SCOTT | Steamboat Springs, CO
A lot of it boiled down to none of us understanding what addiction was.
My mother suffered from chronic pain, and in my mid-teens I started experimenting with her leftover medications. For as long as I can remember, I’ve struggled with social anxiety and depression, never been comfortable in my own skin. Opioids gave me that feeling of being safe. It didn’t take long to cross that barrier from using socially on the weekends to needing it to get out of bed in the morning. This eventually led to in-depth heroin use, and very nearly robbed me of my life. My parents noticed my drug use, but took limited action. A lot of it boiled down to none of us understanding what addiction was, and that it was not something I would “grow out of.” This belief continued until I was 25 and hopelessly addicted to heroin.

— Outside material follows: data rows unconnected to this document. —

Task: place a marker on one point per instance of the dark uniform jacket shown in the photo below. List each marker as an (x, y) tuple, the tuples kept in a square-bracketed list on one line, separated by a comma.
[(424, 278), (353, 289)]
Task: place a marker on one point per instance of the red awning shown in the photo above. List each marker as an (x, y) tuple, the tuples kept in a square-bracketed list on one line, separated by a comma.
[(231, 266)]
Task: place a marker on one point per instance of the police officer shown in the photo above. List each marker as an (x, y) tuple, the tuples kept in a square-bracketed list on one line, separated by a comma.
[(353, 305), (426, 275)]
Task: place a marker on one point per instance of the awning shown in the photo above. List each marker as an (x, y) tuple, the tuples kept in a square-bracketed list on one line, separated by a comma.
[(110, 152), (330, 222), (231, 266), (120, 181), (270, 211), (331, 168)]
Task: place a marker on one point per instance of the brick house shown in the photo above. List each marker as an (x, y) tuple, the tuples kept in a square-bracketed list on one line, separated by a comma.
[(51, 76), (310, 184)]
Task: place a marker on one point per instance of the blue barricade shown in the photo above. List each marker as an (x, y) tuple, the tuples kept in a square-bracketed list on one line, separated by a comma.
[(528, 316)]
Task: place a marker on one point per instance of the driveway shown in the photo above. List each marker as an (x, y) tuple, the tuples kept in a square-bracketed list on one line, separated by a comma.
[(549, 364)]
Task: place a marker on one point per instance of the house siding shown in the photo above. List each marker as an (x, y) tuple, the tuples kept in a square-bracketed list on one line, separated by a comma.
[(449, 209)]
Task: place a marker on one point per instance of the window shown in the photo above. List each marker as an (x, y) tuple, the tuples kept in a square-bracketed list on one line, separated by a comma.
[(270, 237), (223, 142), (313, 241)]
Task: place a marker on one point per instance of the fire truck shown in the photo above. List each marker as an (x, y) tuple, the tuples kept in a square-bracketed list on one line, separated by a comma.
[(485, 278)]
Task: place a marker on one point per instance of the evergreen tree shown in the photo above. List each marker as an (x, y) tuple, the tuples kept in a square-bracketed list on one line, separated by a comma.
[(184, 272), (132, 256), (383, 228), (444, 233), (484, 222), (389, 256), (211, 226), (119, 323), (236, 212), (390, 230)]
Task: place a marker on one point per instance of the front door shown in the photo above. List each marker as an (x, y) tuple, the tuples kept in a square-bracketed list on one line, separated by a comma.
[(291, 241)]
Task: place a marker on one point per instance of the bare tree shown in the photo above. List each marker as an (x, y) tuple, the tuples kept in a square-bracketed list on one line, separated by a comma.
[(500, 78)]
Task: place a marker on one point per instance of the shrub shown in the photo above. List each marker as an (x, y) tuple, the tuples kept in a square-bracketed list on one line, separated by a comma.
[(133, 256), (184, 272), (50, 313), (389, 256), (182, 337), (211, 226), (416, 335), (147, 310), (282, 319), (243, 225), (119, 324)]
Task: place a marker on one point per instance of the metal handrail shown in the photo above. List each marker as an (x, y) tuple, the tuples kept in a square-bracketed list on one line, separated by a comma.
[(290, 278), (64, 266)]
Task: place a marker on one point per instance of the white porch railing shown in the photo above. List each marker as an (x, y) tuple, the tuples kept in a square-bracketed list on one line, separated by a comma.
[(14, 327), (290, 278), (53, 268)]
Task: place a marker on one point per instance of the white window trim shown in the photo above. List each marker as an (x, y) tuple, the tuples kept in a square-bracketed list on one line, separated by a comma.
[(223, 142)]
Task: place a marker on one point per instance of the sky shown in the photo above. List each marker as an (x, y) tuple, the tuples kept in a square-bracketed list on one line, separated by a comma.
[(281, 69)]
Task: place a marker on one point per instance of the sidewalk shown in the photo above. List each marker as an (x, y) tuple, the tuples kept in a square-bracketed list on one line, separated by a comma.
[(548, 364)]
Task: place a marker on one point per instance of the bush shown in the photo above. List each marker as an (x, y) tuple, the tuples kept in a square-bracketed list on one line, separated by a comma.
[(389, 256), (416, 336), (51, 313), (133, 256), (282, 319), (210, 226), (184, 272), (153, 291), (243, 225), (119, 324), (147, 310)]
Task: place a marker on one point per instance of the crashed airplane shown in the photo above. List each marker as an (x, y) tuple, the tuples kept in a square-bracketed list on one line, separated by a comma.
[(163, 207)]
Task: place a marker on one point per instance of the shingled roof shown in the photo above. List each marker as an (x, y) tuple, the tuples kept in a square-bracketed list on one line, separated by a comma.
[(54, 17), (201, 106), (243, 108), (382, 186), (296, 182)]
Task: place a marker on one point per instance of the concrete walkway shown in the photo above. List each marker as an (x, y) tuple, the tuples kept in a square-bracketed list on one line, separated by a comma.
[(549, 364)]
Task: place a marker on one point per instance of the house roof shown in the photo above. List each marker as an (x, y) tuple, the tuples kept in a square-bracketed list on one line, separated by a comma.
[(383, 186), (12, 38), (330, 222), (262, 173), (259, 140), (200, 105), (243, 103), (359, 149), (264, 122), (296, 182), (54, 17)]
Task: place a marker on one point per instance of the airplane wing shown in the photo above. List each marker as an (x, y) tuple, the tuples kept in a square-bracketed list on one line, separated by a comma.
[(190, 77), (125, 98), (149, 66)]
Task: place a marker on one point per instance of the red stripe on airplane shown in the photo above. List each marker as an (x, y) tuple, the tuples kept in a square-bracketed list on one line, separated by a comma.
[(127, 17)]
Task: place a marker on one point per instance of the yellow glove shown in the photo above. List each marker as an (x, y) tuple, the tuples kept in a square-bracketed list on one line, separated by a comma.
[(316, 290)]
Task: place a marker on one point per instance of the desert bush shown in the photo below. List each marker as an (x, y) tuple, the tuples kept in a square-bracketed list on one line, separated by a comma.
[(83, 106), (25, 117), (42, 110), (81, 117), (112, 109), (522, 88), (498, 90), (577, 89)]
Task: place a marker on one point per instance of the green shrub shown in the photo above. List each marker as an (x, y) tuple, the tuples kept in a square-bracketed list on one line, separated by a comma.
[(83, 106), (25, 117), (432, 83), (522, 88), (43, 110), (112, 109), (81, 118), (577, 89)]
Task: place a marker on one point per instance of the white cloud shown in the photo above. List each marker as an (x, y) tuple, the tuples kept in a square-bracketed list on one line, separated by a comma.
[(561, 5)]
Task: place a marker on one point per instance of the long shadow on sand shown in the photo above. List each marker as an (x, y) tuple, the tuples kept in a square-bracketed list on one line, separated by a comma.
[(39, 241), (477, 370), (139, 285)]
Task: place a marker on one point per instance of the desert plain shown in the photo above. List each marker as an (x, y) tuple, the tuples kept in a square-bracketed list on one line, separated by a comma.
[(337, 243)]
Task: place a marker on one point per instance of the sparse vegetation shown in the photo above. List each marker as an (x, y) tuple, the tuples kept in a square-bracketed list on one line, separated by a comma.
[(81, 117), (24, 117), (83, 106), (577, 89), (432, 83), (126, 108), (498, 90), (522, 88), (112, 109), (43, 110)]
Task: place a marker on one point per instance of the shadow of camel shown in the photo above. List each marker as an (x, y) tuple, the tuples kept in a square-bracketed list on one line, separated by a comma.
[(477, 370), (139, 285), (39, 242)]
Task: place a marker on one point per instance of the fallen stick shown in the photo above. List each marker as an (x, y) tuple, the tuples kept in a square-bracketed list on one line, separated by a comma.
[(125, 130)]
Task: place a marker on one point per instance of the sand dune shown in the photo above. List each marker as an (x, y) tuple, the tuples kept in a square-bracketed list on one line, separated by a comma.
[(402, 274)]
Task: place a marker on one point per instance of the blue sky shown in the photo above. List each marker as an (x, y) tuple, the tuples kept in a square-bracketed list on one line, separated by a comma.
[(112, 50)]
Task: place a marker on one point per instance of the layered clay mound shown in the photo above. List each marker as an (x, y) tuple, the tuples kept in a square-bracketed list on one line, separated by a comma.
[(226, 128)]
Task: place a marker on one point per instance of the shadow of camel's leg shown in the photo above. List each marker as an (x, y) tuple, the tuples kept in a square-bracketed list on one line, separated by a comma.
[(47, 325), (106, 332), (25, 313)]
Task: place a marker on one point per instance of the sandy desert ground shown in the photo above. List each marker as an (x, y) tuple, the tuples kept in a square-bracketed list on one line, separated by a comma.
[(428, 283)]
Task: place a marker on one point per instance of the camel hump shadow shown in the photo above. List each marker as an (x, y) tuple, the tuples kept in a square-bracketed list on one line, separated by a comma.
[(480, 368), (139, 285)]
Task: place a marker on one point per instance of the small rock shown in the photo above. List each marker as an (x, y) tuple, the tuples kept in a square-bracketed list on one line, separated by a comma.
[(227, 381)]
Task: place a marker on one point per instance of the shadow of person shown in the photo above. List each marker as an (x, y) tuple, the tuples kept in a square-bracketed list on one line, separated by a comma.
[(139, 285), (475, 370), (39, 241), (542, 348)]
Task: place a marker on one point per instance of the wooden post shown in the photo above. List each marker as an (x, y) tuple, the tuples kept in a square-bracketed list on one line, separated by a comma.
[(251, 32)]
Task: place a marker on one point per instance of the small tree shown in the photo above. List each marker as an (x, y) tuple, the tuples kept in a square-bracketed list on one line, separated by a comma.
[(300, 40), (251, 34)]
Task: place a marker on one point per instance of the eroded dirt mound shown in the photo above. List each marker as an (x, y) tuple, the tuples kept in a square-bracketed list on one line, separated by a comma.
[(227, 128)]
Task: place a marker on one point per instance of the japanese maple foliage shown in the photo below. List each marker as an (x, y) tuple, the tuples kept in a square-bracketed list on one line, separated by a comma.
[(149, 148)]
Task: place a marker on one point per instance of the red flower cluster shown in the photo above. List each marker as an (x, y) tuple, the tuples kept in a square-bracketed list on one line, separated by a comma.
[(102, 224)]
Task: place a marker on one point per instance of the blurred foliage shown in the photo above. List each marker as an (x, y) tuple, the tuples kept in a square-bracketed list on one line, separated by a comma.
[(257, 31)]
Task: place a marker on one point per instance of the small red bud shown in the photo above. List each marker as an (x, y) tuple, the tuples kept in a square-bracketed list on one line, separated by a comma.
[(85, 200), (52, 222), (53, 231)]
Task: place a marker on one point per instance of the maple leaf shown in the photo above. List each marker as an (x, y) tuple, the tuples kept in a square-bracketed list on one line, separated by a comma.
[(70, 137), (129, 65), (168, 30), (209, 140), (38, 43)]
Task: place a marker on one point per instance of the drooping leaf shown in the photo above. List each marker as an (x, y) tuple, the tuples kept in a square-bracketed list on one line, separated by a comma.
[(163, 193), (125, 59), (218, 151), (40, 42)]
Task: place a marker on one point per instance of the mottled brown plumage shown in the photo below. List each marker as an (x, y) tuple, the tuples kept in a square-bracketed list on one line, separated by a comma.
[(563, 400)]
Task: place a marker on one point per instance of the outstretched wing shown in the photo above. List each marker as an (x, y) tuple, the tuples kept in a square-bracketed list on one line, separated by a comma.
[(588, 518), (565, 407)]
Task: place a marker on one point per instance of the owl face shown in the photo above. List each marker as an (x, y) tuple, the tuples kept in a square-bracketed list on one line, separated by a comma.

In the years that followed treatment, my family and I have learned a lot about the reality of my addiction. My sister initially thought this was something I could learn to control, and that we’d still be able to have beers on the weekend after I completed treatment. In time, we all came to understand that this isn’t something that can be controlled easily. For others watching someone go through something similar, if you’re educated on the subject and you find a way to approach them with resources, realistic boundaries and love, they’re far more likely to accept your help and do something about it. Recovery is absolutely possible. It isn’t always pretty or easy, but it is amazing how beautiful my life is today.